Für die Frankfurter Richter eine eindeutig ungenügende Auskunftserteilung. Das Gericht gab zu verstehen, dass die Beklagte in jedem Falle Auskunft insoweit erteilen müsse, als dies aus dem Gedächtnis ihrer Verantwortlichen noch möglich sei. Wenn die exakten Zahlen nicht mehr ermittelt werden könnten, sei es im Zweifel auch ausreichend, Angaben zur ungefähren Anzahl der Rechnungen, der Rechnungsadressaten und zu den üblichen Rechnungsbeträgen zu machen.

"Diese Angaben sind nicht ausreichend. Zu berücksichtigen ist zwar, dass die Vorgänge, über die Auskunft zu erteilen ist, länger als zehn Jahre zurückliegen. Es ist nachvollziehbar, dass sich die Vorgänge nach so langer Zeit nicht mehr lückenlos aufklären lassen. Die Beklagte hat jedoch ihre Erkenntnismöglichkeiten ersichtlich nicht ausgeschöpft. Für die Zeit zwischen dem „…“ und dem „…“ hat die Beklagte bislang nicht eindeutig erklärt ob und gegebenenfalls welche Unterlagen noch vorhanden sind. Für die Zeit vor dem „…“ hat sie keine ausreichenden Nachforschungen angestellt."

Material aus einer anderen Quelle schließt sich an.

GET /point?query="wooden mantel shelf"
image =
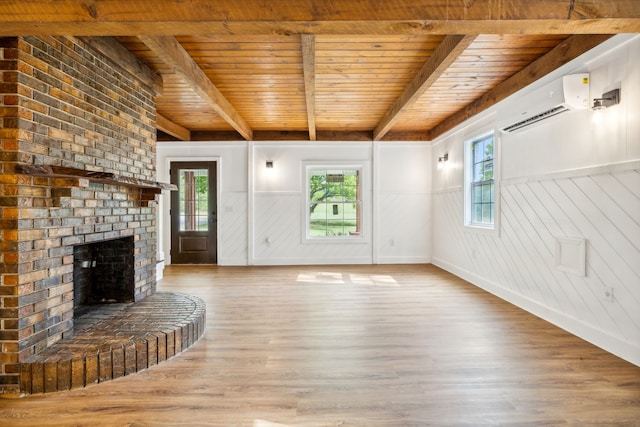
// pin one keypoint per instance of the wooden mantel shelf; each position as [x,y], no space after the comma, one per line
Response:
[51,171]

Nachforschungspflicht der Beklagten

Verfüge die Beklagte selbst nicht mehr über die notwendigen Daten, müsse sie die aus dem Gedächtnis rekonstruierbaren Kunden anschreiben und um Mithilfe bitten. Dem Schuldner sei zumutbar, die notwendigen Informationen notfalls durch Nachfrage bei Lieferanten und Abnehmern zu ermitteln, erläuterte das Gericht.

"Sie hat nicht dargelegt, um welche konkreten weiteren Kunden es ging. Sie hat auch nicht dargelegt, dass deren Namen durchweg nicht mehr erinnerlich sind. Sofern die Beklagte keine Kenntnis mehr über die Anzahl der an Kunden geschickten Rechnungen und Arbeitsnachweise und über die Rechnungsbeträge bzw. deren Bezahlung hat, muss sie die aus dem Gedächtnis rekonstruierbaren Kunden anschreiben und um Mithilfe bitten."

Zwangsvollstreckungsmaßnahmen gerechtfertigt

Da die Beklagte all diesen Verpflichtungen nicht nachgekommen sei, seien entsprechende Zwangsvollstreckungsmaßnahmen einzuleiten, urteilten die Richter.

Das Urteil zeigt deutlich, dass man sich nicht mit einem ungenügenden Auskunftsanspruch zufrieden geben muss. Im Gegenteil, so lange es dem Verletzer möglich und zumutbar ist, muss dieser gewissen Nachforschungen nachgehen, um dem Markeninhaber eine umfassende Auskunft zu erteilen.